On September 5, 1967, I started 7th grade at Carl Sandburg Junior High, Golden Valley, across the street from the Honeywell factory, where they manufactured the MIRV devices for nuclear warheads. Because of that factory, we were told, Golden Valley was the #16 priority target for a nuclear attack by the U.S.S.R. We were told a lot of things. Some of them were true.

Sue Ann had warned me that I had better talk to my teachers before they took attendance if I wanted to keep “Cranford” secret. I made sure to dash to every class on the first day of every semester in junior high to notify my teachers to mark their files with my name as “Ford”.  None of them ever called “Cranford” out loud in my three years there. One leak did happen, however, at the beginning of second quarter in 7th grade. To be more efficient, homeroom was incorporated into 1st period. In my case, that was Mr. Nordstrom’s “Project Social” Sociology class. I was in the “Enriched Program” for Science, Math, Social Studies and English. The rule was that if one did test to qualify for all four subjects ‘enriched’, one was only allowed to take three of them and had to opt out of one of the subjects. However, there were ten of us, out of a class of 750 who scored so high that they allowed us to take all four subjects enriched. Two of the other boys also took German and choir, as I did, so we ended up with identical schedules for three years. The school wanted me to skip 7th grade, but my mom wouldn’t let me.

Back to the story. One morning at the beginning of the 2nd quarter, before the beginning of homeroom, I heard someone say, “Who is this Cranford Jose’ character?”

Mr. Nordstrom had posted the computer printout of the class’s grade point averages for the first quarter. The printout didn’t have enough character space for my entire middle name, so now I was the British-Mexican foreign exchange student. A few of my guy friends called me Cranford Jose’ or just Jose’ from then on. Half of the students from that class ended up going to the new, Plymouth Junior High for 8th and 9th grades. I stayed in touch with several of them.  When I was starting my second year of college, I went to visit a couple of my high school friends at the main campus of the University of Minnesota. I was about to enter the Coffman Memorial Union, when I hear someone holler “Cranford Jose’!” from across the commons. It was my old, Finnish friend from 7th grade, Tapani Temul Lahti!

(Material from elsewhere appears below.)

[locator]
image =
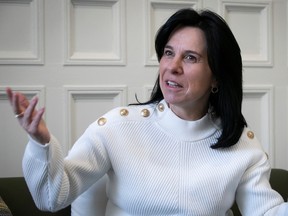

When I got back to Robbinsdale High School for my sophomore year, I decided to drop out of the enriched program for everything except math. (Math had been accelerated by a year since 5th grade.) I also decided to stop ‘correcting’ my name with the teachers. So any students who met me for the first time were introduced to me as Cranford (the kids from Robbinsdale Junior High). So half the kids knew me as Cranford and half knew me as Ford.  I would sometimes encounter a group of kids and someone would address me by name, and the light would go on with someone, “Oh no! This Cranford person and this Ford person are the same person!” I had reputations. When I turned 16 just after my sophomore  year, Charlie was ready to take me down to the courthouse to change my name. I disappointed him by letting him know that I preferred Cranford and intended to keep it.

My wife’s middle name, given to her at birth was Williams, for the woman doctor who had helped her mother survive several miscarriages and a still birth after the birth of her older sister Susan and helped her mom finally come to term and deliver a healthy baby girl, ten years later. Bethann dropped that name and has used her maiden name, Reber, for her middle name, since we got married in 1975. When  we went to North Memorial Medical Center to deliver our first child, our doctor was out of town, so his partner showed up to deliver April. His last name was Williams. April’s middle name is Marie.